The initial report of an adverse event sent from Children’s hospital to the Nursing Commission stated: “an overdose of medication to an infant, who died as a result” even though it was not clear (and remains unclear according to the medical examiner’s final report) that the overdose contributed to the baby’s death. It was also reported this way in a memo by the CEO of Children’s hospital—that was then picked up by KOMO News and the Seattle Times. Guilty until proven innocent. The Nursing Commission member’s e-mails/memos acknowledge this “heavy media attention” as pressuring them to make Kim’s ‘case’ high priority. How might this have prejudiced the Nursing Commission’s decision-making process for Kim? The Nursing Commission member in charge of Kim’s investigation is herself a Chief Nursing Officer of a hospital. How might that lens have affected the Nursing Commission’s decision-making process for Kim?

The Nursing Commission refused Kim’s lawyer’s repeated requests for copies of their complete investigative materials—including the final medical examiner’s report—so that he could adequately advise Kim on her options before she was required to sign the final Stipulation of Informal Disposition (the final disciplinary action/sanctions). Why was his request denied?

The Stipulation sanctions included a $3,000 fine, 48-month probationary period where Kim needed supervision for giving medications, Commission approval of any future jobs, and reporting of her discipline to the National Practitioner Databank—as well as made public on the Department of Health website. The Department of Health staff attorney assigned to this case wrote in an internal e-mail “Talking Points” prior to the final settlement, “Tell (Kim’s lawyer) his client may take it or leave it…” Kim signed this Stipulation. A week later she killed herself. Upon being notified of her death, the Staff Attorney for the Nursing Commission advised closing Kim’s case as “a unique closure.” As of today, Kimberly Hiatt shows up in the Washington State Provider Credential Search Database as having an expired nursing license and having had no disciplinary actions.

What does all of this say about the deficits in our health care system? What can nurses—and others—do to prevent this sort of treatment of a nurse? Can anything be done to reform the health professions regulatory system? Can anything be done to hold hospitals accountable for their treatment of nurses?

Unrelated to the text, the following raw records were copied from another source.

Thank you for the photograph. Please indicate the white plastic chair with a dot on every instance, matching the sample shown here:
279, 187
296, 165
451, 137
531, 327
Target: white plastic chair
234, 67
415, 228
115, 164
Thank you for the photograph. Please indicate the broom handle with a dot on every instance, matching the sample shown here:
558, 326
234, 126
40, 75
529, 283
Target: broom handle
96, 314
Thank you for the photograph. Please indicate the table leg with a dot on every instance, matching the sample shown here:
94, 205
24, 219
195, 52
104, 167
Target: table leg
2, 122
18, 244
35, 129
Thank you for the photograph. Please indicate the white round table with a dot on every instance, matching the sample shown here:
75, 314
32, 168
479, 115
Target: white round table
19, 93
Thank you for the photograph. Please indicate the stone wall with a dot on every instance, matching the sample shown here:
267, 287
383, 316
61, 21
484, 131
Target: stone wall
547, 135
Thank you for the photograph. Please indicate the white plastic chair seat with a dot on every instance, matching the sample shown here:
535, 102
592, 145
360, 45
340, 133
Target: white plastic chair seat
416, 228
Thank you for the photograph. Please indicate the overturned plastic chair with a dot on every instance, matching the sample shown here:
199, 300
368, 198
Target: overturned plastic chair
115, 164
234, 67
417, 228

I realize that it is easy for me to say that nurses need to speak up more about injustices to other nurses, to stop petty in-fighting and not so petty back-stabbing. I am–as spokespersons for Children’s hospital refer to us–an “armchair safety expert who doesn’t know the details of Hiatt’s case.” Except I do know 1,500 pages of details of Hiatt’s case. It now makes less sense to me than it did before. There is no suitable closure–not even a unique closure–for Kim Hiatt’s case.